Камиша только подняла удивленно бровки, но ничего не сказала.

– Извозчика возьмем? – деловито спросила Люша.

– Нет-нет, Любочка, – замотала головой Камиша. – Это я никак не могу! Но… коли уж вам так хочется…

– Хочется! – кивнула Люша. – Просто смерть как. Там только и в эти дни нет-нет да моим родным домом пахнёт, деревней… А без вас, Камиша, не поеду никуда!

– Ладно, ладно, – испуганно закивала Камиша. – Я попрошу дядюшку Лео или Луиджи, они дадут экипаж…

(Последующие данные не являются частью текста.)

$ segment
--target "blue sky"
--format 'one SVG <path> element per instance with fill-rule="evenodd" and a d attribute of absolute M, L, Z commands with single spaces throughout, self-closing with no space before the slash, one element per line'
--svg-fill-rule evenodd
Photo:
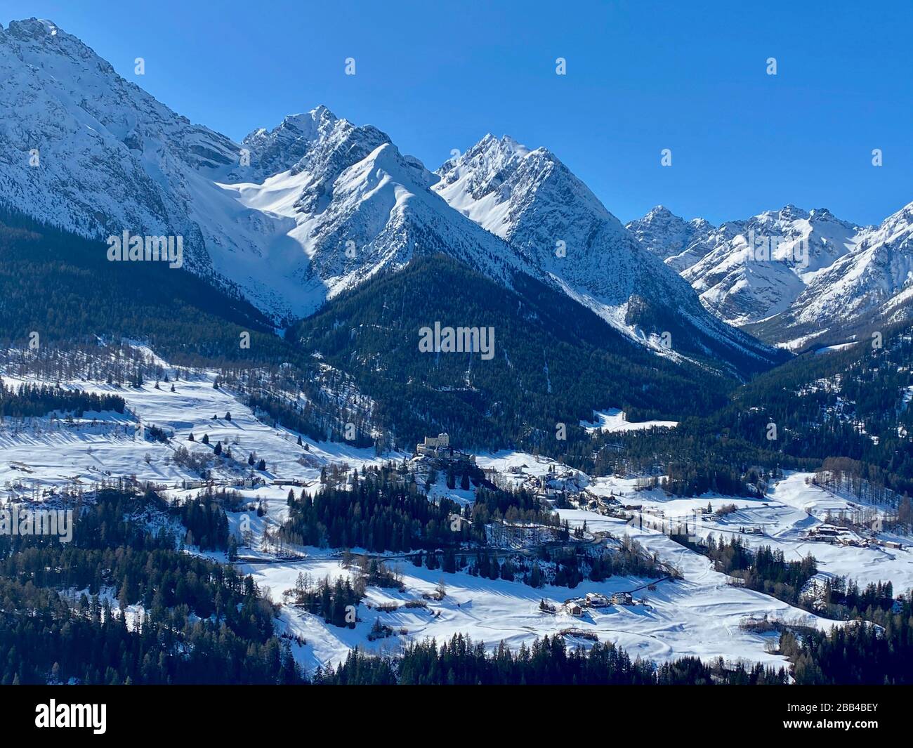
<path fill-rule="evenodd" d="M 5 26 L 53 20 L 233 138 L 323 103 L 434 169 L 507 133 L 551 150 L 623 220 L 657 204 L 717 223 L 792 203 L 877 223 L 913 200 L 909 2 L 0 0 L 0 11 Z"/>

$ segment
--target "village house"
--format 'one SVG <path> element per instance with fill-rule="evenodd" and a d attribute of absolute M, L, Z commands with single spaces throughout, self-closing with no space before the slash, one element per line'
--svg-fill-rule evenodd
<path fill-rule="evenodd" d="M 564 612 L 569 616 L 575 616 L 578 618 L 583 617 L 583 607 L 576 600 L 570 600 L 565 603 Z"/>

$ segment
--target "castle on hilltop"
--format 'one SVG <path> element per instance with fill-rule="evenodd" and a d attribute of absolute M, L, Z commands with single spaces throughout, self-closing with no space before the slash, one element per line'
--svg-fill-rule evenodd
<path fill-rule="evenodd" d="M 415 452 L 420 457 L 434 459 L 463 460 L 475 462 L 476 456 L 467 452 L 460 452 L 450 446 L 450 437 L 447 434 L 438 434 L 436 437 L 425 437 L 425 441 L 415 445 Z"/>

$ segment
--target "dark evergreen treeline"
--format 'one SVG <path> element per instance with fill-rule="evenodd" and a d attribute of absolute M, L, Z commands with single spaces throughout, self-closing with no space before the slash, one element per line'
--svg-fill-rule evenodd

Спустя время посреди встревоженной суеты, устроенной парой тетушек, обиженной до слез Луизой (ее на прогулку не брали), Степанидой с ее ворчливыми, безнадежными увещеваниями («Виданное ли дело, на весенний ветер больного ребенка везти!») и немыслимыми наставлениями молодому кучеру, вертелась Камиша с чуть даже порозовевшими щеками и спрашивала озабоченно: «Любочка, нам папочкину коляску взять или Луиджи фаэтон? Дядюшка Лео карету дает, но это, мне кажется, слишком… Вы как полагаете?.. А капор мне какой надеть? Я б розовый с горностаем хотела, но не слишком ли легкомысленно? Как вы, Любочка, видите?»

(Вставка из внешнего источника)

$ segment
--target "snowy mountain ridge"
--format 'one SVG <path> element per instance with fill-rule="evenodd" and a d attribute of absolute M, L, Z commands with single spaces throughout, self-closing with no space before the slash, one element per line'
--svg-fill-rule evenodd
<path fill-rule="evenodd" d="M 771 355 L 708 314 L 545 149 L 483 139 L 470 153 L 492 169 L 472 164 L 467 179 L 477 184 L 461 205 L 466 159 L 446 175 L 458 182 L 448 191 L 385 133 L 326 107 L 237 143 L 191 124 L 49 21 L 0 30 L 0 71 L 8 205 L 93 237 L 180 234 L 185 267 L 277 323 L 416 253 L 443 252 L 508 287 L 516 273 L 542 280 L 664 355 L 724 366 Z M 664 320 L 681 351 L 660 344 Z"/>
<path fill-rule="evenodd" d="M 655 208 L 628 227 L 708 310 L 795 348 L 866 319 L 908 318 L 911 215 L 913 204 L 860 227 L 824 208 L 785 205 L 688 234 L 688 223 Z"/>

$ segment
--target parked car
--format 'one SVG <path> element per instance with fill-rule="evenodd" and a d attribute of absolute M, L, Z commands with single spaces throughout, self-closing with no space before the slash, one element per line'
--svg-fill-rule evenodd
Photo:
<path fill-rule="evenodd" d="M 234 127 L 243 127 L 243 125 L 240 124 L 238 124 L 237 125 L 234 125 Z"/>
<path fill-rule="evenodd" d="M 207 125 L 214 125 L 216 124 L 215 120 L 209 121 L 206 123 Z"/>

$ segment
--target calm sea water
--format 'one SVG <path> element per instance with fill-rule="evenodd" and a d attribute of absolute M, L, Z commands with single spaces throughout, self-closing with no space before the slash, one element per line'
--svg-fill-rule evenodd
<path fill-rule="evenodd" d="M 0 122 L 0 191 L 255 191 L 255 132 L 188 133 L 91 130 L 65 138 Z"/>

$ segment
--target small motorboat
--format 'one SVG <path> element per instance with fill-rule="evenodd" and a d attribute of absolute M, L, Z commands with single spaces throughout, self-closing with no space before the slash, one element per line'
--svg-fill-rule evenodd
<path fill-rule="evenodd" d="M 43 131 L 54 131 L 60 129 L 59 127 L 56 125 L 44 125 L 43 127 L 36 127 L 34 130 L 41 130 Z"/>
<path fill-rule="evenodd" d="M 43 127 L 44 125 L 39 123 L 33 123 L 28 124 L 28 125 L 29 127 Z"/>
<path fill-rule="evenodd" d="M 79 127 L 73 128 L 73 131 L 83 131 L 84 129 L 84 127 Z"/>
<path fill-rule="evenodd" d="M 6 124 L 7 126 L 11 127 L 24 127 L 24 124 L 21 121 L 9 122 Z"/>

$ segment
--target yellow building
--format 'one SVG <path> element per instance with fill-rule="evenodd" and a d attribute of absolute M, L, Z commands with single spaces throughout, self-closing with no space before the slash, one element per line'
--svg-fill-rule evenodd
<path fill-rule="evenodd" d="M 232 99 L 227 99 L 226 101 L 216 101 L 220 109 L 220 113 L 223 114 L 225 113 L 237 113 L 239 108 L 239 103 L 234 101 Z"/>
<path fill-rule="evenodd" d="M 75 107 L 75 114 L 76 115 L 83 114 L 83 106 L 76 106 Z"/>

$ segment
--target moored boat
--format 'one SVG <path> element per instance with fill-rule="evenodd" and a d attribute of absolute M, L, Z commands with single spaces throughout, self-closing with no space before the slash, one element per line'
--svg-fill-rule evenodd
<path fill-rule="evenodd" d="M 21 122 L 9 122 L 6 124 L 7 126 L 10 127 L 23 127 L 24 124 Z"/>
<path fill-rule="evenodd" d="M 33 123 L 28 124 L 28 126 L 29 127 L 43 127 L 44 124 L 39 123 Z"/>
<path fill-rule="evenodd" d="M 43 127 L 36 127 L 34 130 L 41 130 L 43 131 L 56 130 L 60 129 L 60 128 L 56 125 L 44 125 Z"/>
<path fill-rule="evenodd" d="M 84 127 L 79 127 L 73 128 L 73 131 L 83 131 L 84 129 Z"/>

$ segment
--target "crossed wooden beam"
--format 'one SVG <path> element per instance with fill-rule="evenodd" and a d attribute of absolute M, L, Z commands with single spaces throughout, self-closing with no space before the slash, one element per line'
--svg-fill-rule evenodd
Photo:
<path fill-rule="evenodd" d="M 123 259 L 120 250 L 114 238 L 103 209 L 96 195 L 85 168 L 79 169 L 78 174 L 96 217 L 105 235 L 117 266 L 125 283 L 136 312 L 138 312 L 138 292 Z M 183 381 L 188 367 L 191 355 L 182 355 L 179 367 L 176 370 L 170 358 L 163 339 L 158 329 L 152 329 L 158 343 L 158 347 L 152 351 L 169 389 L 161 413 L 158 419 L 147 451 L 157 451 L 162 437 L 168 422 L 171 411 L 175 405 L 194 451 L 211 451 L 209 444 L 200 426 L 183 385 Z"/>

Люша усмехалась в сторону, а после, делая серьезное лицо, давала деловитые советы. Помпезную, доставшуюся еще от родителей Марии Габриэловны карету согласно с Камишей отвергла, высказалась за фаэтон: «С шиком поедем!» Розовый капор и к нему красную, отороченную тем же горностаем накидку одобрила категорически: «Вы, Камиша, в них хоть не такой бледной немочью, как всегда, будете. А как себя видишь, так и чувствуешь – это уж я точно знаю!»


Солнце весело брызгало лучами. Высоко поднявшаяся вода остро сверкала. И мост, и набережная были запружены пестрым народом.

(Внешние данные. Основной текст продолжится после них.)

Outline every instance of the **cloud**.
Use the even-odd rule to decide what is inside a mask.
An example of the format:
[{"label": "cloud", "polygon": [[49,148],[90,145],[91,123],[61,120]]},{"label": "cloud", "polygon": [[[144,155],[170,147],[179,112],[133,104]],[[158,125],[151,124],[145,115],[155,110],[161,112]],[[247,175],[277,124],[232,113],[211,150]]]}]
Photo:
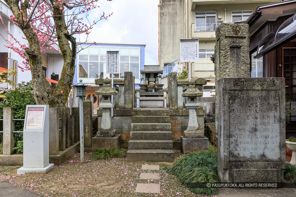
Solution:
[{"label": "cloud", "polygon": [[[158,0],[106,0],[100,1],[100,7],[92,11],[90,21],[113,14],[98,22],[87,40],[90,42],[145,43],[145,64],[158,63]],[[86,35],[80,35],[81,41]]]}]

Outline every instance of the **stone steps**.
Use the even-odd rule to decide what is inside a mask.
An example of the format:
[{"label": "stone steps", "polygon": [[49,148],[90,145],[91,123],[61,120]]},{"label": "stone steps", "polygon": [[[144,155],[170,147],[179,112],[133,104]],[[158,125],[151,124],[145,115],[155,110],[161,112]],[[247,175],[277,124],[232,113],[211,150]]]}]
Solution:
[{"label": "stone steps", "polygon": [[170,123],[168,116],[134,115],[131,118],[133,123]]},{"label": "stone steps", "polygon": [[126,155],[129,161],[150,161],[154,162],[171,162],[174,161],[173,150],[129,150]]},{"label": "stone steps", "polygon": [[132,131],[130,133],[130,139],[172,139],[172,132],[170,131]]},{"label": "stone steps", "polygon": [[173,149],[172,140],[130,140],[128,149],[141,150],[143,149]]},{"label": "stone steps", "polygon": [[131,126],[131,131],[166,131],[171,129],[170,123],[132,123]]}]

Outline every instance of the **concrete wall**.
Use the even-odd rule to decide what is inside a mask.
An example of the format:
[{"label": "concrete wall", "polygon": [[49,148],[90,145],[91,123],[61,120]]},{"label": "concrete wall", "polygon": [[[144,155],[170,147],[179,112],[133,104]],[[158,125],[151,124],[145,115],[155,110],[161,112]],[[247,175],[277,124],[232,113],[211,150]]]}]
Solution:
[{"label": "concrete wall", "polygon": [[[180,39],[186,38],[186,1],[163,0],[160,6],[160,65],[180,58]],[[183,12],[184,9],[185,10]],[[185,17],[184,16],[185,16]]]}]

Робкая Камиша осталась сидеть в высоком фаэтоне, а Люша, широко раздувая ноздри, нырнула в гомонящую толпу, как в теплые лапки. Купила за пятачок ванильный крендель, энергично заработала локтями, пробиваясь к огородке моста, – роста не хватало увидеть хоть что-то поверх голов.

В эти несколько дней с верховьев Москвы-реки шли в город огромные плоты со строительным лесом и дровами. Все собравшиеся любовались на опасную и рискованную работу удальцов-сгонщиков. Дюжие, молодые, поворотливые крестьянские парни ловко проводили плоты под устоями моста. Москвичи приветствовали их одобрительными криками, девушки махали платками, крестьяне в ответ весело скалили зубы… Но вот…

– А-а-ах-х! – согласно и жадно ахнула толпа.

Крепления плота, по всей видимости, зацепились за штырь, торчащий из быка. Плот начало разворачивать и рвать. Парень-плотогон прыгнул, оскользнулся, выронил из рук шест, бревна разошлись, мелькнула в воздухе одна черная пятка…

– Сгиб! Го-осподи! Душа живая! Как же…

Внезапно другой сгонщик перебежал, пританцовывая, как балетный артист по сцене, ужом скользнул в то же место и, страшно искривив лицо и надув жилы на шее, раскинул руки, разведя в стороны огромные бревна.

Вода кружилась. Солнце билось в виски дикой, блескучей музыкой. Толпа замерла вся разом, забыв кричать и дышать, ожидая. Но вот высунулась из воды, заскребла по бревну корявая, уже окровавленная пятерня, потом показалась голова с вытаращенными, безумными глазами.

– Лезь! Вылезай!!! Цепляйся! Он же долго не сможет! – криком взорвалось на мосту и берегу.

Казалось, парень вылезал бесконечно долго. На самом деле от зацепа плота прошло всего несколько мгновений. Вылез.